Aktionsbündnis: Falschdiagnose beim Arzt trifft jeden im Leben

Tausende Behandlungsfehler in Deutschland führen zu teils schwerwiegenden Folgen – bis hin zum Tod. Oft sind es falsche Diagnosen. Das Aktionsbündnis Patientensicherheit fordert eine offene Fehlerkultur.

Jeder Mensch erlebt nach Aussage des Aktionsbündnisses Patientensicherheit wenigstens einen medizinischen Diagnosefehler in seinem Leben. Das gelte sowohl für Unter- als auch Überdiagnostik etwa bei Autismus oder Asthma. Doch Deutschland messe diese Fehler nicht. “Wir messen sie nicht, weil wir sie nicht wissen wollen”, beklagte die Vorsitzende Ruth Hecker am Montag in Berlin anlässlich des Welttags der Patientensicherheit am Dienstag (17. September).

Dabei verschlingen laut Hecker Behandlungsfehler Milliarden Euro im Gesundheitssystem. Denn eine falsche Diagnose oder ein Arzneimittelfehler hätten oft langwierige und teure Folgen. Die Patientensicherheit müsse dringend und mit großer Ernsthaftigkeit auf der politischen Agenda landen. Und es brauche endlich mehr Wissen, an welcher Stellschraube zuerst gedreht werden müsse. Andere Länder seien da viel weiter, so Hecker.

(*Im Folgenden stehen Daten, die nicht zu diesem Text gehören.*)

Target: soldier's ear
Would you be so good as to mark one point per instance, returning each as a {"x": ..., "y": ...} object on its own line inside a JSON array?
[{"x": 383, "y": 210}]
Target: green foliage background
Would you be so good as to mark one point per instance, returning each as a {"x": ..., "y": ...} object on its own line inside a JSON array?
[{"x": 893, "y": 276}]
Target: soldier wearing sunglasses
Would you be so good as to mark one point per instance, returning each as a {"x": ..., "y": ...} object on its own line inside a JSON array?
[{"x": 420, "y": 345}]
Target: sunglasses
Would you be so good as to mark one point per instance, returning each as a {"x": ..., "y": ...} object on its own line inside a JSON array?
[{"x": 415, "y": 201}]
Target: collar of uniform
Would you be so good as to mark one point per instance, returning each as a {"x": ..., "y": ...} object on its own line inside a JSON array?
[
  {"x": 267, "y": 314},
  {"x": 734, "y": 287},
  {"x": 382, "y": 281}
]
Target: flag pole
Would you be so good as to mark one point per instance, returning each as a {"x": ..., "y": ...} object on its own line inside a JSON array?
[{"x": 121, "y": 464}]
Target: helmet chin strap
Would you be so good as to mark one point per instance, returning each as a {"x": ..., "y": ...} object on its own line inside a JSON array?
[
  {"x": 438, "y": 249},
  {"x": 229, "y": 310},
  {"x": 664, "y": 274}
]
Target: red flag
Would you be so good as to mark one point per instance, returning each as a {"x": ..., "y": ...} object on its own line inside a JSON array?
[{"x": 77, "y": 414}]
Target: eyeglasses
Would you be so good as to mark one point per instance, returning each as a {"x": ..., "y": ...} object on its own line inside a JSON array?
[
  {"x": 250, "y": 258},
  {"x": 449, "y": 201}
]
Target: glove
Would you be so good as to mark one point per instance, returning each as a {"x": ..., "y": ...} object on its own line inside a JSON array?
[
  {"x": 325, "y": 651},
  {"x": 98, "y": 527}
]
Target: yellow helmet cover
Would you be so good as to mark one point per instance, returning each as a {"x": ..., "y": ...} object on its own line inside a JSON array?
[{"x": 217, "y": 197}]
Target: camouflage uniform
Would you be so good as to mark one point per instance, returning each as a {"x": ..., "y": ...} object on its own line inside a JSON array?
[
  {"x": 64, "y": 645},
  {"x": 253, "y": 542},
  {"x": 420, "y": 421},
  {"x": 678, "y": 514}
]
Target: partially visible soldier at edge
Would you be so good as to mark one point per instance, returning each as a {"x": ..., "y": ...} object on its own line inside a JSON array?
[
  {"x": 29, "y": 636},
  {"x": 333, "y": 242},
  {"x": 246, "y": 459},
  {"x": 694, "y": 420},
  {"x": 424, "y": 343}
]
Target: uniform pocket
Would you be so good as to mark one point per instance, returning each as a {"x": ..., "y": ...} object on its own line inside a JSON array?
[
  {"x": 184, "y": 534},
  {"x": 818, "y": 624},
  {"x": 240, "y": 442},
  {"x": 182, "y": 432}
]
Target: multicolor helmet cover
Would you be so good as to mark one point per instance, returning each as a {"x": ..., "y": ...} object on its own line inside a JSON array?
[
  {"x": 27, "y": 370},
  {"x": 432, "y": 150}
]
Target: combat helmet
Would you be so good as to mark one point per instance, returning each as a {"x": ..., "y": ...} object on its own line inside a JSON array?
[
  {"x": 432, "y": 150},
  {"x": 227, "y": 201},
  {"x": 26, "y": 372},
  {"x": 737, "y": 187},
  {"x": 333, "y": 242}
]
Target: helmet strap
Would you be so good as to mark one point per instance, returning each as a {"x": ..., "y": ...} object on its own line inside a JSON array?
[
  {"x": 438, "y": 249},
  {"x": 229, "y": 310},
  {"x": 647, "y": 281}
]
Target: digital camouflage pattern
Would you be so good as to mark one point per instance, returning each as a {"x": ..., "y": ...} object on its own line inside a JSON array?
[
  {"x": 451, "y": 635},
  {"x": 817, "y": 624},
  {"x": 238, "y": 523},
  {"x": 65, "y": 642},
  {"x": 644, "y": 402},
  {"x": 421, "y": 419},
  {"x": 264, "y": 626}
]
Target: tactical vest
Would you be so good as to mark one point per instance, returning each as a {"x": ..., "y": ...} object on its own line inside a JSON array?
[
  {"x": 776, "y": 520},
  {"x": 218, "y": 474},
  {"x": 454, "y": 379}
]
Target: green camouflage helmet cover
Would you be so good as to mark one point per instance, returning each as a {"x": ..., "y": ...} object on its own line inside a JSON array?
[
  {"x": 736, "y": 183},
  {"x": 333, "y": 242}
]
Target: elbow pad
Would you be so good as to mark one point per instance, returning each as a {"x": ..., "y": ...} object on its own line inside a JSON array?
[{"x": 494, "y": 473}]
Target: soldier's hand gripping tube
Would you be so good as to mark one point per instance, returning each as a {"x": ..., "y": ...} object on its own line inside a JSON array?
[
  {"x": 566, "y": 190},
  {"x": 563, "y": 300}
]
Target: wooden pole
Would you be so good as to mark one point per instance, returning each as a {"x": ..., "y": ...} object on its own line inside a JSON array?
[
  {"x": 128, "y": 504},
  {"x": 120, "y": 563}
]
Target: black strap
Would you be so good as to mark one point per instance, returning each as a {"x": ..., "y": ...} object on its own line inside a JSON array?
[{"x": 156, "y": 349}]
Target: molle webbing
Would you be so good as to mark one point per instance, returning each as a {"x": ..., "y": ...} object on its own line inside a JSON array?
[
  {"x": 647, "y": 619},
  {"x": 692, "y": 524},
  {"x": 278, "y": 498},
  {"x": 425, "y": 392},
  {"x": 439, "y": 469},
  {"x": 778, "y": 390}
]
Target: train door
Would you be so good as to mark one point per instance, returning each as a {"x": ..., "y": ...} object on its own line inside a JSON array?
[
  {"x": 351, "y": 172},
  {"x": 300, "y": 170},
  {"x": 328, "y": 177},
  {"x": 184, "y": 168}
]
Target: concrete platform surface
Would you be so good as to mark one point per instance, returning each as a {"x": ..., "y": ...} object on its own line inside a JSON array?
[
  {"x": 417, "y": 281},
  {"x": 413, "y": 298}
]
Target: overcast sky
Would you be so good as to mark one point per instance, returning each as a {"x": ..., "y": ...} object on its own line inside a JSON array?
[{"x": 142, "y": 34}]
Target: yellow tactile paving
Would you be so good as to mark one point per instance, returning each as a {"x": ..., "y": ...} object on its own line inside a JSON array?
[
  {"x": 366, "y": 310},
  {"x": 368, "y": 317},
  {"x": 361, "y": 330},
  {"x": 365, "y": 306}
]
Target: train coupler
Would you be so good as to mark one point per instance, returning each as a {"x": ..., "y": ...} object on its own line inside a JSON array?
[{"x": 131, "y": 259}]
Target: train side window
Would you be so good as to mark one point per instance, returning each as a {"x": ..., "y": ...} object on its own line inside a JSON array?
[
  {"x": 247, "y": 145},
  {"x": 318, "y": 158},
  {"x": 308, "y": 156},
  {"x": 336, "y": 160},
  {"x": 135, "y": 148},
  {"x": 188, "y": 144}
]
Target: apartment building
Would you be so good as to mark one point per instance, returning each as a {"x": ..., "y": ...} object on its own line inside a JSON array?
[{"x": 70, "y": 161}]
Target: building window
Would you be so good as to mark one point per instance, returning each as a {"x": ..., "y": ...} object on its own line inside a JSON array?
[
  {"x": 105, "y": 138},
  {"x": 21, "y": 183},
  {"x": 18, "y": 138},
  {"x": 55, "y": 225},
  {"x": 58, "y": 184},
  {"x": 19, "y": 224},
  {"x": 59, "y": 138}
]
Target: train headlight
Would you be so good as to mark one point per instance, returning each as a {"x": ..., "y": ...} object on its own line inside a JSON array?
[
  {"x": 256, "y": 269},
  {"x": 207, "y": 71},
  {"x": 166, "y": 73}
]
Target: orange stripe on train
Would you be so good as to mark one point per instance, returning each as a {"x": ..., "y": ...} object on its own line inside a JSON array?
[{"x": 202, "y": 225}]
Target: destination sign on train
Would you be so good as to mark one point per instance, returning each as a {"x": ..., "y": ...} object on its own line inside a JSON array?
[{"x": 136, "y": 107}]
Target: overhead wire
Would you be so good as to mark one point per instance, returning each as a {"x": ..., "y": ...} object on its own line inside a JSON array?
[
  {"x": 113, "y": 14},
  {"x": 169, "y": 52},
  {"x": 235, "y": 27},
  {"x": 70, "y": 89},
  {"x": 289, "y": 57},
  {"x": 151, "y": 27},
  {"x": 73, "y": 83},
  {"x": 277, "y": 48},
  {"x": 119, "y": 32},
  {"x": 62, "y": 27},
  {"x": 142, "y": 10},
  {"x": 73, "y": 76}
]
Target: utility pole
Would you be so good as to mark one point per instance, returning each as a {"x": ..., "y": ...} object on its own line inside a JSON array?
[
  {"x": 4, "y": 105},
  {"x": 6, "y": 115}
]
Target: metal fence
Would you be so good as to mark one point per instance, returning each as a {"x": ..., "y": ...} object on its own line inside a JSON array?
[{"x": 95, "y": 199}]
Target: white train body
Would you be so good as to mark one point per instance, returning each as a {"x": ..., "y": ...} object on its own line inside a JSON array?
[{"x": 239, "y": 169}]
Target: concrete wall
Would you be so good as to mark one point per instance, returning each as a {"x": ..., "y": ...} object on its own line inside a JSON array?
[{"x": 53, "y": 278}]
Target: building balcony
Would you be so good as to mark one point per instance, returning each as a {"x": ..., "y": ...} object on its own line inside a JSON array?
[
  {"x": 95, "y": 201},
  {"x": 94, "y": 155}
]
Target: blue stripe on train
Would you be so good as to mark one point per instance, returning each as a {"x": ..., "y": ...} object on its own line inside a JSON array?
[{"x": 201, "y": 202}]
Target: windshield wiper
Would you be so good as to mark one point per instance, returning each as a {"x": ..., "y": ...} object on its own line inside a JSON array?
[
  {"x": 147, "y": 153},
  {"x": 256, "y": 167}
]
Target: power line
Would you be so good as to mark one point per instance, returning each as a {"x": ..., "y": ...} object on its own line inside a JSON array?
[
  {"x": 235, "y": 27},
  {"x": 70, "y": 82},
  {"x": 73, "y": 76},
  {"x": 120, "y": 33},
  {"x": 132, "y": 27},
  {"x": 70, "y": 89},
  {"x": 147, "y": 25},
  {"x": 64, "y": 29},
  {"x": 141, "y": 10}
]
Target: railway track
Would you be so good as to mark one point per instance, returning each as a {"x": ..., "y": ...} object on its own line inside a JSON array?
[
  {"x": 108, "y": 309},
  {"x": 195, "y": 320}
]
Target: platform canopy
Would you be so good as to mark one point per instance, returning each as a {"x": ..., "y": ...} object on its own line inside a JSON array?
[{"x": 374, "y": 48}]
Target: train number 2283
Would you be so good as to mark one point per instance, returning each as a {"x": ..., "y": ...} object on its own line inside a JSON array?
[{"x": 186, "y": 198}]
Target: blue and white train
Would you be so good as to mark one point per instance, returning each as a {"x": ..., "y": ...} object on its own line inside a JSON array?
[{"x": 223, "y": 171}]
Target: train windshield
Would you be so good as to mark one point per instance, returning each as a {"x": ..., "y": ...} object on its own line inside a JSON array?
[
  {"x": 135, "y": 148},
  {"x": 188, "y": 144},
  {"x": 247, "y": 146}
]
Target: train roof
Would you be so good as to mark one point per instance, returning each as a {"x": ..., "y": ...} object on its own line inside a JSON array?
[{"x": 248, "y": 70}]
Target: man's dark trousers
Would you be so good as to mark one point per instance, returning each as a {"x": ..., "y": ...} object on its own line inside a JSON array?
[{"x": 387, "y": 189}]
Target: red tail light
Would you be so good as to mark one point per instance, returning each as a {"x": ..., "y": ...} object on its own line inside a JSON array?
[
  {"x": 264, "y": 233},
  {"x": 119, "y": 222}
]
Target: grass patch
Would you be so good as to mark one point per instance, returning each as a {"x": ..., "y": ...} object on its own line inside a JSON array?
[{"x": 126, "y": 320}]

Ein transparenter Umgang mit Fehlern ist aus Sicht des Aktionsbündnisses ein wichtiger Lernschritt. Es brauche eine offene Kommunikationskultur, “in der Fehler als Lernchancen betrachtet werden und keine Angst vor Sanktionen herrscht”, sagte Hecker im Gespräch mit der Katholischen Nachrichten-Agentur (KNA). Nur so gebe es Transparenz und Verbesserungen. “Es reicht nicht, einzelne Sicherheitsmaßnahmen zu ergreifen – die Sicherheit der Patientinnen und Patienten muss tief in den alltäglichen Arbeitsabläufen und in der Denkweise aller Beteiligten verankert werden.” Dazu gehöre es auch, endlich weg von dem ökonomischen Druck in den Krankenhäusern zu kommen.

Denn, so Heckers Urteil, es fehle weiterhin eine Sicherheitskultur im deutschen Gesundheitswesen. Den Erhebungen des Bündnisses zufolge sterben in Deutschland jedes Jahr bis zu 19.000 Menschen infolge vermeidbarer Behandlungsfehler. Die Sicherheit der Patienten sei nicht nur Angelegenheit der Praxen und Kliniken, sondern müsse von allen Entscheidern im Gesundheitswesen beachtet werden. “Ob es um die Finanzierung, die Ausstattung oder die Arbeitsbedingungen von medizinischem Personal geht – die Sicherheit der Patientinnen und Patienten muss immer oberste Priorität haben”, sagte Hecker .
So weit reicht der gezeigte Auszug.